This page describes various linear-programming-based machine learning
approaches which have been applied to the diagnosis and prognosis of
breast cancer. This work is the result of a collaboration at the
University of Wisconsin-Madison between
Prof. Olvi L. Mangasarian
of the Computer Sciences Department and
Dr. William H. Wolberg
of the departments of Surgery and Human Oncology.
Breast Cancer Datasets
Table of Contents
Diagnosis
This work grew out of the desire by Dr. Wolberg to accurately diagnose
breast masses based solely on a Fine Needle Aspiration (FNA). He
identified nine visually assessed characteristics of an FNA sample which
he considered
relevant to diagnosis. In collaboration with Prof. Mangasarian and
two of his graduate students, Rudy Setiono and
Kristin Bennett, a
classifier was constructed using the multisurface method (MSM) of pattern
separation on these nine features that
successfully diagnosed 97% of new cases. The resulting data set is
well-known as the
Wisconsin Breast Cancer Data.
The image analysis work began in 1990 with the addition of
Nick Street
to the research team. The goal was to diagnose the sample based on a
digital image of a small section of the FNA slide. The results of
this research have been consolidated into a software system known as
Xcyt, which is currently used by Dr. Wolberg in his clinical
practice. The diagnosis process is now performed as follows:
- An FNA is taken from the breast mass. This material is then
mounted on a microscope slide and stained to highlight the cellular
nuclei. A portion of the slide in which the cells are
well-differentiated is then scanned using a digital camera and a
frame-grabber board.
- The user then isolates the individual nuclei using Xcyt.

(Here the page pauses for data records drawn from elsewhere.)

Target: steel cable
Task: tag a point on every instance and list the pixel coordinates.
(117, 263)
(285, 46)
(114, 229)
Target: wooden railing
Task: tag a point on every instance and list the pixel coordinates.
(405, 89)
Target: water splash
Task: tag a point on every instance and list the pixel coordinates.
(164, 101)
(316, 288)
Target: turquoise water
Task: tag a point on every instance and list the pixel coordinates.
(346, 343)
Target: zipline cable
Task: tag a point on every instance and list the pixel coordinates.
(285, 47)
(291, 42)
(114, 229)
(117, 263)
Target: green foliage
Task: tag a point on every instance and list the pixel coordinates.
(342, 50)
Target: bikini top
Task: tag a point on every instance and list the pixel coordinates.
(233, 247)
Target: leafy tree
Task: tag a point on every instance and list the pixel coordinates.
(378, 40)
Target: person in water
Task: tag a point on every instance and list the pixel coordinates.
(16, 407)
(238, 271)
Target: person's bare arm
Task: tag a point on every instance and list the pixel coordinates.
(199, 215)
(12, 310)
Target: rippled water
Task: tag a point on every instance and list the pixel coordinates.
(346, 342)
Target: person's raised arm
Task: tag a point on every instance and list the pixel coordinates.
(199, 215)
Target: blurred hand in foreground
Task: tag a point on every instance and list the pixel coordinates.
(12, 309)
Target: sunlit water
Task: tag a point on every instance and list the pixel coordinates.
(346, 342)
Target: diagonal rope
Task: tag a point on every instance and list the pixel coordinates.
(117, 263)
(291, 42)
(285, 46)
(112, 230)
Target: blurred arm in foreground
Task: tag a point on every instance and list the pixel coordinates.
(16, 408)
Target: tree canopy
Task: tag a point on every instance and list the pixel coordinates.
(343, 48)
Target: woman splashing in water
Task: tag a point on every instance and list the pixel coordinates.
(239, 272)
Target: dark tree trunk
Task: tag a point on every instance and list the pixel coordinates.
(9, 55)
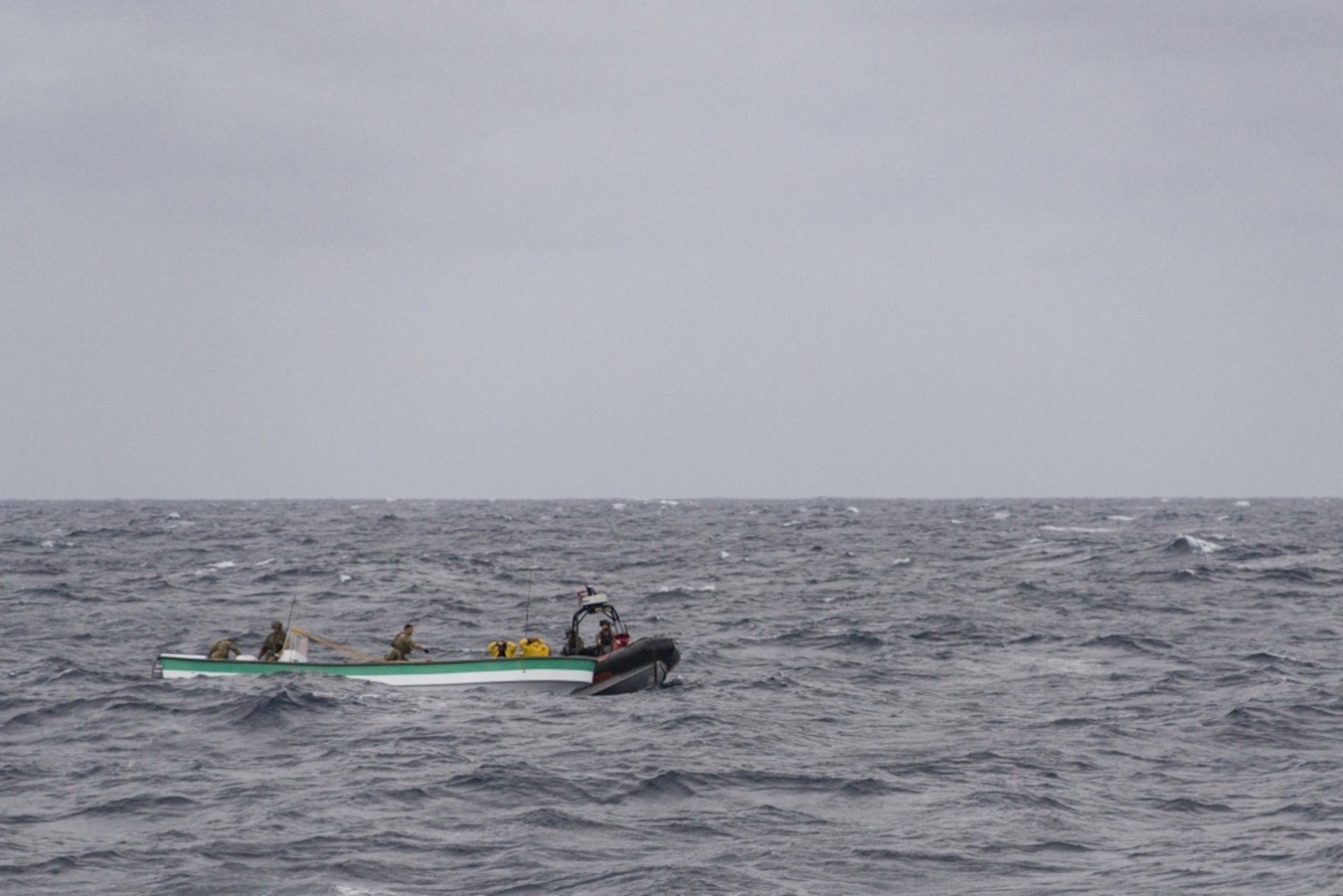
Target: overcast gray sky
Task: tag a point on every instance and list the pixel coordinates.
(464, 250)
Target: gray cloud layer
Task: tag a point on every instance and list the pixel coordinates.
(775, 250)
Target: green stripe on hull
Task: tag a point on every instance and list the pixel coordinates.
(535, 670)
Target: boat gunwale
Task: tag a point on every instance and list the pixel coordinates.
(197, 663)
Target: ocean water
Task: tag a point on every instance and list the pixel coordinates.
(874, 696)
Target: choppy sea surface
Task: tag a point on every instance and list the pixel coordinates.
(874, 696)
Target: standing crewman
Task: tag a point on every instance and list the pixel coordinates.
(403, 644)
(275, 644)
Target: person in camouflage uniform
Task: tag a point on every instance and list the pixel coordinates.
(403, 644)
(225, 649)
(275, 644)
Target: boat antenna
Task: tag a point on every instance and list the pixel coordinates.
(527, 610)
(288, 635)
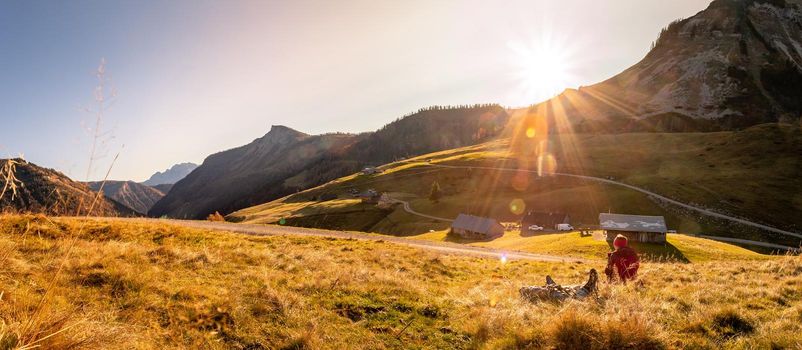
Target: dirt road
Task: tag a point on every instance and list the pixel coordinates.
(273, 230)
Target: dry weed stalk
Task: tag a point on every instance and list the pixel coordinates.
(40, 325)
(8, 174)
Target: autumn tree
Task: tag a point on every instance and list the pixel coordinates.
(435, 193)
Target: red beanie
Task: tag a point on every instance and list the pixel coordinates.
(620, 241)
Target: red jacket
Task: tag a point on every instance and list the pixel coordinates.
(625, 262)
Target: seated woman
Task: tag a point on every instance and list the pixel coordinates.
(623, 261)
(555, 292)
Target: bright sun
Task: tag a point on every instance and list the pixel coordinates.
(543, 71)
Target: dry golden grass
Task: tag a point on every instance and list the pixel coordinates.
(148, 286)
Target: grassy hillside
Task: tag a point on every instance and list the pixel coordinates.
(680, 248)
(748, 174)
(66, 283)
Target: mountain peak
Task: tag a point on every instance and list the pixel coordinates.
(284, 130)
(171, 175)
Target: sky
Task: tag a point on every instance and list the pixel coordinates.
(192, 78)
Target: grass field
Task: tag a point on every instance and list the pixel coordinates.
(680, 248)
(69, 284)
(749, 174)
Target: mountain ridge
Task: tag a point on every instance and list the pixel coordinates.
(134, 195)
(172, 175)
(735, 64)
(284, 160)
(47, 191)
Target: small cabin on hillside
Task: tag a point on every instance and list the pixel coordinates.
(548, 221)
(637, 228)
(370, 170)
(476, 227)
(370, 196)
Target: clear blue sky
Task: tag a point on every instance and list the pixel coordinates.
(197, 77)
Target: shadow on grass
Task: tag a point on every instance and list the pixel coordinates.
(527, 233)
(656, 252)
(455, 238)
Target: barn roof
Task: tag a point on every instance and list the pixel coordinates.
(635, 223)
(474, 223)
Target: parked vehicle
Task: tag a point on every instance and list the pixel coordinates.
(564, 227)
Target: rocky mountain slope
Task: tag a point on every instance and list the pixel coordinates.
(735, 64)
(172, 175)
(47, 191)
(163, 188)
(133, 195)
(285, 161)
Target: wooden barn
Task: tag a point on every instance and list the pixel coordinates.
(548, 221)
(637, 228)
(370, 197)
(475, 227)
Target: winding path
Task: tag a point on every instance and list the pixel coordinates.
(647, 192)
(275, 230)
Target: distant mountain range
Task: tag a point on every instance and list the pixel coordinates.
(285, 161)
(133, 195)
(735, 64)
(172, 175)
(50, 192)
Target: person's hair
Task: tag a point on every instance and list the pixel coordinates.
(622, 238)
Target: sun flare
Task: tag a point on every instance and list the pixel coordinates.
(543, 70)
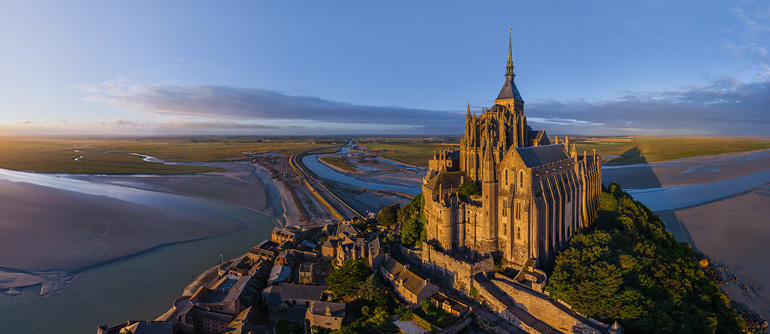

Using a mouse pointer, the user draws the approximate boundary of
each nucleus. Using a computer vision approach known as "snakes",
these approximations then converge to the exact nuclear boundaries.
This interactive process takes between two and five minutes per slide.
Here is an image showing
Xcyt in use.
- Once all (or most) of the nuclei have been isolated in this
fasion, the program computes values for each of ten characteristics of
each nuclei, measuring size, shape and texture. The mean, standard
error and extreme values of these features are computed, resulting in
a total of 30 nuclear features for each sample.
- Based on a training set of 569 cases, a linear classifier was
constructed to differentiate benign from malignant samples. This
classifier consists of a single separating plane in the space of three
of the features: Extreme Value of Area, Extreme Value of Smoothness,
and Mean Value of Texture. By projecting all the cases onto the
normal of this separating plane, approximate
probability densities of
the benign and
malignant points were constructed. These allow a simple Bayesian
computation of probability of malignancy for new patients. These
densities are shown to the patient, allowing her to judge the
"confidence" of her diagnosis by comparison to hundreds of previous samples.
To date, this system has correctly diagnosed 176 consecutive new
patients (119 benign, 57 malignant). In only eight of those cases did
Xcyt return a "suspicious" diagnosis (that is, an estimated
probability of malignancy between 0.3 and 0.7).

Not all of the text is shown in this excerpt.